Devices
/dev directory
You can interact with device drivers through device files or device nodes, these are special files that look like regular files. You can use ls,cat, etc to interact with them. Generally stored in /dev directory
$ ls /dev
When you send output to /dev/null, the kernal knows that this device takes all of our input and just discards it, so nothing gets returned.
Device Types
$ ls -l /dev
brw-rw—- 1 root disk 8, 0 Dec 20 20:13 sda
crw-rw-rw- 1 root root 1, 3 Dec 20 20:13 null
srw-rw-rw- 1 root root 0 Dec 20 20:13 log
prw-r–r– 1 root root 0 Dec 20 20:13 fdata
The columns are as follows from left to right:
Permissions
Owner
Group
Major Device Number
Minor Device Number
Timestamp
Device Name
Device files are denoted as the following:
c - character
b - block
p - pipe
s - socket
Character Device
These devices transfer data one character at a time. You’ll see a lot of pseudo devices (/dev/null) as character devices, these devices aren’t really physically connected to a machine, but they allow the operating system greater functionality.
Block Device
These devices transfer data in large fixed-sized blocks. You’ll most commonly see devices that utilize data blocks as block devices, such as harddrives, filesystems, etc.
Pipe Device
Named pipes allow two or more processes to communicate with each other, these are similar to character devices, but instead of having output sent to a device, it’s sent to another process.
Socket Device
Socket devices facilitate communication between processes, similar to pipe devices but they can communicate with many processes at once.
Device Characterization
Devices are characterized using two numbers, major device number and minor device number.
The major device number represents the device driver that is used. The minor number tells the kernal which unique device it is in this driver class.
Device Names
SCSI Devices
Protocol used to allow communication between disks, printers, scanners, and other peripherals to your system. Linux systems correspond SCSI disks with hard disk drives in /dev. They are represented by a prefix of sd (SCSI disk)
Common SCSI device files
- /dev/sda - first hard disk
- /dev/sdb - Second hard disk
- /dev/sda3 - Third partition on the first hard disk
Pseudo Devices
Pseudo devices aren’t really connected to your system. Most common pseudo devices are character devices.
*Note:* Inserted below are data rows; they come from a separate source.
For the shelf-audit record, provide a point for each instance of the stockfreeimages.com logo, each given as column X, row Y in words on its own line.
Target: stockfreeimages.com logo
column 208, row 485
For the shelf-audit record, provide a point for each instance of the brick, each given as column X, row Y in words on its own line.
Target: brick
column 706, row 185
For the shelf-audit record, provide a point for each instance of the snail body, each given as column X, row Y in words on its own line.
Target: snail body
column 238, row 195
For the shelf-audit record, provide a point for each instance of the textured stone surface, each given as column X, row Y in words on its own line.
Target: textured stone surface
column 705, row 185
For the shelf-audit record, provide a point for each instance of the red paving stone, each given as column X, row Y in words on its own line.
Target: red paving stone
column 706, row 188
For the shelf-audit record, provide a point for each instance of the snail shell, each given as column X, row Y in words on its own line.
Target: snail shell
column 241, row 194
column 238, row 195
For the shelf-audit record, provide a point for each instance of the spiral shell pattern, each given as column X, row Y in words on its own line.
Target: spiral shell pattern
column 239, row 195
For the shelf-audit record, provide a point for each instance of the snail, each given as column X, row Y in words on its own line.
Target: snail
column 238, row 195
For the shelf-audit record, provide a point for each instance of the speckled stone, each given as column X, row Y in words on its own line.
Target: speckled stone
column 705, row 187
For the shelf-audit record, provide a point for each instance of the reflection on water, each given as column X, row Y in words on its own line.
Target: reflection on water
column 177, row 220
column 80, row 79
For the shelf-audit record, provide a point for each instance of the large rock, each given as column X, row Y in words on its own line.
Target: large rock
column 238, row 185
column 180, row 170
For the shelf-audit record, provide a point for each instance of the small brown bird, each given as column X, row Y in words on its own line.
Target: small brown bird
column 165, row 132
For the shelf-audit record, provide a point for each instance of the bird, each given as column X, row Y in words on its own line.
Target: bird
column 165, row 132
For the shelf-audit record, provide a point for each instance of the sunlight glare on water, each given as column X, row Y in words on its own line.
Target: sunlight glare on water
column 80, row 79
- /dev/zero - accepts and discards all input, produces a continuous stream of NULL (zero value) bytes.
- /dev/null - accepts and discards all input, produces no output
- /dev/random - produces random numbers
PATA Devices
Sometimes in older systems you may see hard drives being referred to with an hd prefix
/dev/hda - First hard disk
/dev/hdd2 - Second partition on 4th hard disk
sysfs
A virtual filesystem, most often mounted to the /sys directory. It gives us more detailed information than what we would be able to see in the /dev directory.
The /dev directory is simple, it allows other programs to access devices themselves. The /sys filesystem is used to view information and manage the device.
/sys filesystem contains all the information for all devices on your system, such as the manufacturer, model, where the device is plugged in, the state of the device, the hierarchy of devices, and more.
You don’t really interact with devices here, you just manage them.
udev
Dynamically creates and removes device files depending on whether or not they are connected. There is a udev daemon that is running on the system and it listens for messages from the kernel about devices connected to the system. Udevd will parse that information and it will match the data with the rules that are specified in /etc/udev/rules.d. Depending on those rules it will most likely created device nodes and symbolic links for the devices. You can write your own udev rules. But comes with it’s on rules by default.
$ udevadm info –query=all –name=/dev/sda
To view the udev database and sysfs
lsusb, lspci, lssci
$ lsusb
List USB devices
$ lspci
List PCI devices
$ lsscsi
List scsi devices
dd
Useful tool for converting and copying data. It reads input from a file or data stream and writes it to a file or data stream.
$ dd if=/home/pete/backup.img of=/dev/sdb bs=1024
This command is copying the contents of backup.img to/dev/sdb. It will copy the data in blocks of 1024 bytes until there is no more data to be copied.
- if=file - input file, read from a file instead of standard input
- of=file - Output file, write to a file instead of standard output
- bs=bytes - Block size, it reads and writes this many bytes of data at a time. You can use different size metrics by denoting the size with a K for kilobyte, m for megabyte, etc, so 1024 bytes is 1k.
- count=number - number of blocks to copy.
Some dd commands use the count option.
You can use dd to backup whole disk drives, restoring disk images and more.